Every time someone tells me they need a queue, I ask them what they're actually trying to do. About nine times out of ten, the answer is: run a job later, retry it if it fails, and make sure two workers don't run the same one at the same time. Postgres can do that.
The shape of the problem
You have tasks. You want to run them asynchronously, distribute them across N workers, retry them if they fail, and never execute the same task twice concurrently. That's it. Ninety percent of background jobs look exactly like this.

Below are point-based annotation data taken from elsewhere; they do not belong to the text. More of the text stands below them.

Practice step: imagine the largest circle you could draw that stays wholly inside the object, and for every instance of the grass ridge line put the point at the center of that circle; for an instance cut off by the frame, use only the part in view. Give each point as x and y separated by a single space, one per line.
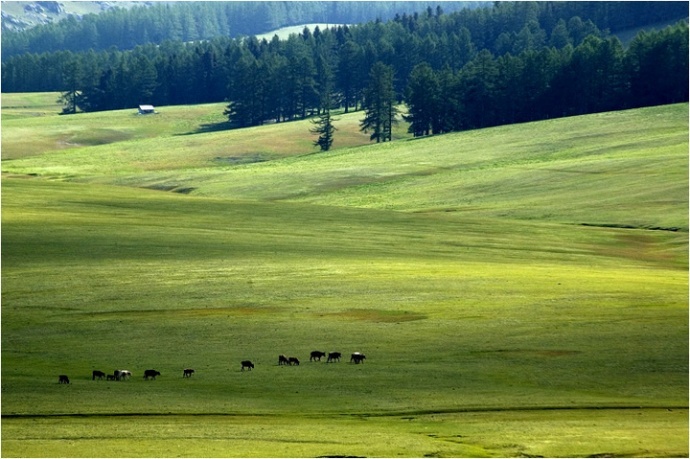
387 414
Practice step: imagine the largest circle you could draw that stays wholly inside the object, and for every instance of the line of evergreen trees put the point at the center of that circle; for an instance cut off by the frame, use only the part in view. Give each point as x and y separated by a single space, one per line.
189 21
512 62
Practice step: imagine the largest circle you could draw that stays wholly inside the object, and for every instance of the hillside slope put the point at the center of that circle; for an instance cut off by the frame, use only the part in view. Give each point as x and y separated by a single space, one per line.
625 168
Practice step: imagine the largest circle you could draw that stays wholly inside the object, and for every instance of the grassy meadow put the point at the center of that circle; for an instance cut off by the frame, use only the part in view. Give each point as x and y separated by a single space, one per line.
518 291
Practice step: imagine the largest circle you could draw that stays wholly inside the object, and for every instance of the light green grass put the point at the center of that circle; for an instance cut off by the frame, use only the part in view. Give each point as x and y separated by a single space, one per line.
494 330
29 105
284 32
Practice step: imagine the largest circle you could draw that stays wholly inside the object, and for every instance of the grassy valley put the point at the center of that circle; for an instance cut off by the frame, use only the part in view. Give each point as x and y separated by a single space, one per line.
519 290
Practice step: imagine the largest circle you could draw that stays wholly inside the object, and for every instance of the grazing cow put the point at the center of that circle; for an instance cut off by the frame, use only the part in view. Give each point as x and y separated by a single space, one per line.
316 355
121 375
151 374
357 357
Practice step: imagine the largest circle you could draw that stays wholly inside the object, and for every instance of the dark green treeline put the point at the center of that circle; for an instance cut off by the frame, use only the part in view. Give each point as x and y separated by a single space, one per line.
505 63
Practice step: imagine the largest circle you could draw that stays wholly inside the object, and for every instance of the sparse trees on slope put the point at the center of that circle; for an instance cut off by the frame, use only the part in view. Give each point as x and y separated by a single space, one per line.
379 104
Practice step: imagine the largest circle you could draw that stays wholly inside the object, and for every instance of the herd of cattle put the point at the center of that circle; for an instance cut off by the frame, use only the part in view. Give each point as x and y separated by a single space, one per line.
122 375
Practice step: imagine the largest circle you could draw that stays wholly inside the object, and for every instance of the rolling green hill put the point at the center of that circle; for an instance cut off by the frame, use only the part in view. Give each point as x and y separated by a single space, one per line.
517 291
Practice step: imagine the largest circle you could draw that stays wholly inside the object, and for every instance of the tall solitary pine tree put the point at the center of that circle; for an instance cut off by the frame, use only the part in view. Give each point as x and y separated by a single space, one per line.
380 111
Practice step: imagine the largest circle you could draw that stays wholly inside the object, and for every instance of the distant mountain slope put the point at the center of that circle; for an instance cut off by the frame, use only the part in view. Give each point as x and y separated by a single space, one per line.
25 15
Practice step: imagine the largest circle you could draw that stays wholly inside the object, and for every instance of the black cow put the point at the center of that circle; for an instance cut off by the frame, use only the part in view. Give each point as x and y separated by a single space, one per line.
357 357
151 374
316 355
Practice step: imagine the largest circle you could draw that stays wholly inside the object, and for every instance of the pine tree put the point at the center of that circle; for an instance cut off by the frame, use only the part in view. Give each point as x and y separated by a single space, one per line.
379 104
325 129
422 100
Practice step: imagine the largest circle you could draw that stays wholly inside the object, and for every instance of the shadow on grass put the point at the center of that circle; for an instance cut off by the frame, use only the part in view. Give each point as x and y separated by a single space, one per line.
211 127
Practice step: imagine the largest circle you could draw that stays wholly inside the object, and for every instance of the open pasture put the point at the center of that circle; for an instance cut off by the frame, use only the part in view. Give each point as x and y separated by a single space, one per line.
487 333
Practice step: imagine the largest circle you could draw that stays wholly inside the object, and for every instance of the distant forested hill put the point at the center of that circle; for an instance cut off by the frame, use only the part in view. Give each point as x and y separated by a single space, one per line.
188 21
502 63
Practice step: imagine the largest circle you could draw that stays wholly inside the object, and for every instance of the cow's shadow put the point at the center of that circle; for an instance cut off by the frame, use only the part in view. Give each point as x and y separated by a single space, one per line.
210 127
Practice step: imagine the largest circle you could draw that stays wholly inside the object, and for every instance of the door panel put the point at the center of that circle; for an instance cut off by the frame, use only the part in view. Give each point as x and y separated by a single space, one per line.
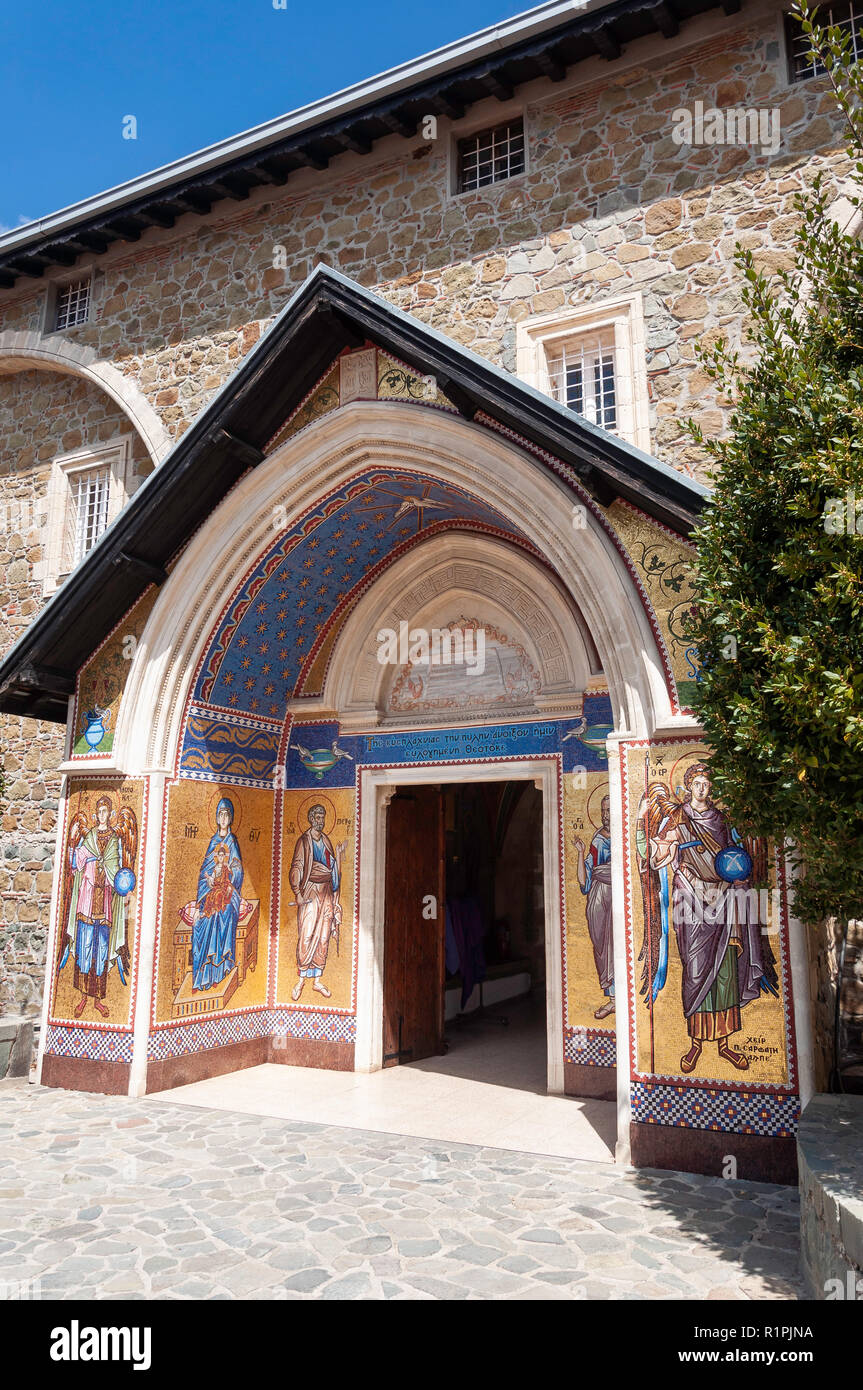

You do not need Kafka. You probably don't need Redis. You almost certainly don't need SQS.
The whole solution
create table job (
id bigserial primary key,
payload jsonb not null,
run_at timestamptz default now(),
started_at timestamptz,
attempts int default 0
);
Then, from each worker:
begin;
select id, payload from job
where started_at is null and run_at <= now()
order by run_at
for update skip locked
limit 1;
-- do the work
update job set started_at = now() where id = $1;
commit;
FOR UPDATE SKIP LOCKED is the whole trick: it hands each worker a different row without making them step on each other. No polling loop explodes under load, no two workers pick the same job, no external dependencies.
Retries and dead letters
Add a failed_at column and an attempts counter. If attempts > 5, flag it. Show the flagged rows on a page somewhere. You now have a DLQ.
You'll know you need a real queue when Postgres tells you — not when a blog post tells you.
What about exactly-once?
If your handler is idempotent — and it should be — then "exactly-once delivery" stops mattering. Make the unit of work safe to re-run. Drop the anxiety. Go home.